The paper tackles the high cost of reliability analysis by introducing mfEGRA, a multifidelity active-learning framework that extends Efficient Global Reliability Analysis (EGRA) to fuse multiple information sources with different fidelities and costs for locating the failure boundary. It develops a two-stage adaptive sampling strategy: (i) select the next sample location by maximizing the expected feasibility function (EFF) of a multifidelity Gaussian process surrogate, and (ii) select the information source by maximizing a weighted lookahead information gain based on the KL divergence between the current and a hypothetical future surrogate. A closed-form expression for the lookahead information gain in the multifidelity GP enables efficient source selection, with weights to emphasize sampling near the failure boundary.
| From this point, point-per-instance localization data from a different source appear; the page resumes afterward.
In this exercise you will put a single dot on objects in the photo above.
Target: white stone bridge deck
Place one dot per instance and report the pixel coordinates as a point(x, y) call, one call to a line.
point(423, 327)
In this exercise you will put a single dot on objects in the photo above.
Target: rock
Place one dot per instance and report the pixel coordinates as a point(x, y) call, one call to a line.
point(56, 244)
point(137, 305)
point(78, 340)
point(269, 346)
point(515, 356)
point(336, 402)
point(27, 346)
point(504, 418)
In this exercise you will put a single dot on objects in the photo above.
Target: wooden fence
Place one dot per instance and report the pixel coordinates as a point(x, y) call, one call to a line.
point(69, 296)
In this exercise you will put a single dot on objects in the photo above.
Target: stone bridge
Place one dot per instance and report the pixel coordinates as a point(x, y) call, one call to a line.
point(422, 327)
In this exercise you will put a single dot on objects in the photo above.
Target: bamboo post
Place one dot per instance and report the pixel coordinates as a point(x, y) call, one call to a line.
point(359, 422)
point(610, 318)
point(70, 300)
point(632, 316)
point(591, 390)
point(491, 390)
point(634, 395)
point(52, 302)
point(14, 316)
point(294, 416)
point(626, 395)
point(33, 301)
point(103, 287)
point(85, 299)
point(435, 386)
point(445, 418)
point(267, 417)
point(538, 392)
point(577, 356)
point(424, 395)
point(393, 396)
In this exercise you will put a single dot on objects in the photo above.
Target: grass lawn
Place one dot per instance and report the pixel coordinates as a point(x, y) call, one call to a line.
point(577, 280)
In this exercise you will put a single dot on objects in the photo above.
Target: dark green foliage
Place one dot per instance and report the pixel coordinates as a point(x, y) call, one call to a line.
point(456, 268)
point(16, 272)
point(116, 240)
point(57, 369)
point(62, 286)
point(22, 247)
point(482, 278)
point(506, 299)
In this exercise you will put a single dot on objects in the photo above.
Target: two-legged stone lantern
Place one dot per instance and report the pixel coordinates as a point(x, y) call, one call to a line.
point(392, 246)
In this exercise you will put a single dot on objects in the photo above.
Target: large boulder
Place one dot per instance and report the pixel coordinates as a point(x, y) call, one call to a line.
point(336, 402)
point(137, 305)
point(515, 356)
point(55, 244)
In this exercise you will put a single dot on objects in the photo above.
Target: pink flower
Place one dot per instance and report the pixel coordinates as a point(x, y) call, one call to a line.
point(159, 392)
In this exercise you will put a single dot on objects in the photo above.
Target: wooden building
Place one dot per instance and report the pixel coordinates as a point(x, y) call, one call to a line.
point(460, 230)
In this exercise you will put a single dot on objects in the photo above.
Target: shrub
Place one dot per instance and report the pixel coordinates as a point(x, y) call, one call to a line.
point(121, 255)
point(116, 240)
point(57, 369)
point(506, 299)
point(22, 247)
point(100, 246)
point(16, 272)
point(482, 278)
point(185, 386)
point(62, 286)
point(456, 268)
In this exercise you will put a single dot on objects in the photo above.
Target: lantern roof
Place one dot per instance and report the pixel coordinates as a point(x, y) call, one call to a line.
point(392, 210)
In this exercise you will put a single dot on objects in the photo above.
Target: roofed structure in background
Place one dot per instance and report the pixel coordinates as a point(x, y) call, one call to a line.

Demonstrations on analytic multimodal and acoustic horn problems show substantial computational savings (approximately 46% in the analytic case, 24–48% in the acoustic horn cases) compared to single-fidelity EGRA, especially when low-fidelity models are inexpensive or a priori Monte Carlo samples are used, highlighting mfEGRA’s practical impact for robust reliability analysis.

Abstract

This paper develops mfEGRA, a multifidelity active learning method using data-driven adaptively refined surrogates for failure boundary location in reliability analysis. This work addresses the issue of prohibitive cost of reliability analysis using Monte Carlo sampling for expensive-to-evaluate high-fidelity models by using cheaper-to-evaluate approximations of the high-fidelity model. The method builds on the Efficient Global Reliability Analysis (EGRA) method, which is a surrogate-based method that uses adaptive sampling for refining Gaussian process surrogates for failure boundary location using a single-fidelity model. Our method introduces a two-stage adaptive sampling criterion that uses a multifidelity Gaussian process surrogate to leverage multiple information sources with different fidelities. The method combines expected feasibility criterion from EGRA with one-step lookahead information gain to refine the surrogate around the failure boundary. The computational savings from mfEGRA depends on the discrepancy between the different models, and the relative cost of evaluating the different models as compared to the high-fidelity model. We show that accurate estimation of reliability using mfEGRA leads to computational savings of 46% for an analytic multimodal test problem and 24% for a three-dimensional acoustic horn problem, when compared to single-fidelity EGRA. We also show the effect of using a priori drawn Monte Carlo samples in the implementation for the acoustic horn problem, where mfEGRA leads to computational savings of 45% for the three-dimensional case and 48% for a rarer event four-dimensional case as compared to single-fidelity EGRA.

Paper Structure

This paper contains 14 sections, 20 equations, 14 figures, 2 tables, 1 algorithm.

Figures (14)

  • Figure 1: Reliability analysis with (a) high-fidelity model, (b) single fidelity adaptive surrogate, and (c) multifidelity adaptive surrogate.
  • Figure 2: Flowchart showing the mfEGRA method.
  • Figure 3: Contours of $g_l(\boldsymbol{z})$ using the three fidelity models for the analytic test problem. Solid red line represents the zero contour that denotes the failure boundary.
  • Figure 4: Effect of different weights for information gain criterion in mfEGRA for analytic test problem in terms of convergence of relative error in $p_\text{F}$ prediction (shown in log-scale) for 100 different initial DOEs. Solid lines represent the median and dashed lines represent the 25 and 75 percentiles.
  • Figure 5: Comparison of mfEGRA vs single-fidelity EGRA for analytic test problem in terms of convergence of relative error in $p_\text{F}$ prediction (shown in log-scale) for 100 different initial DOEs.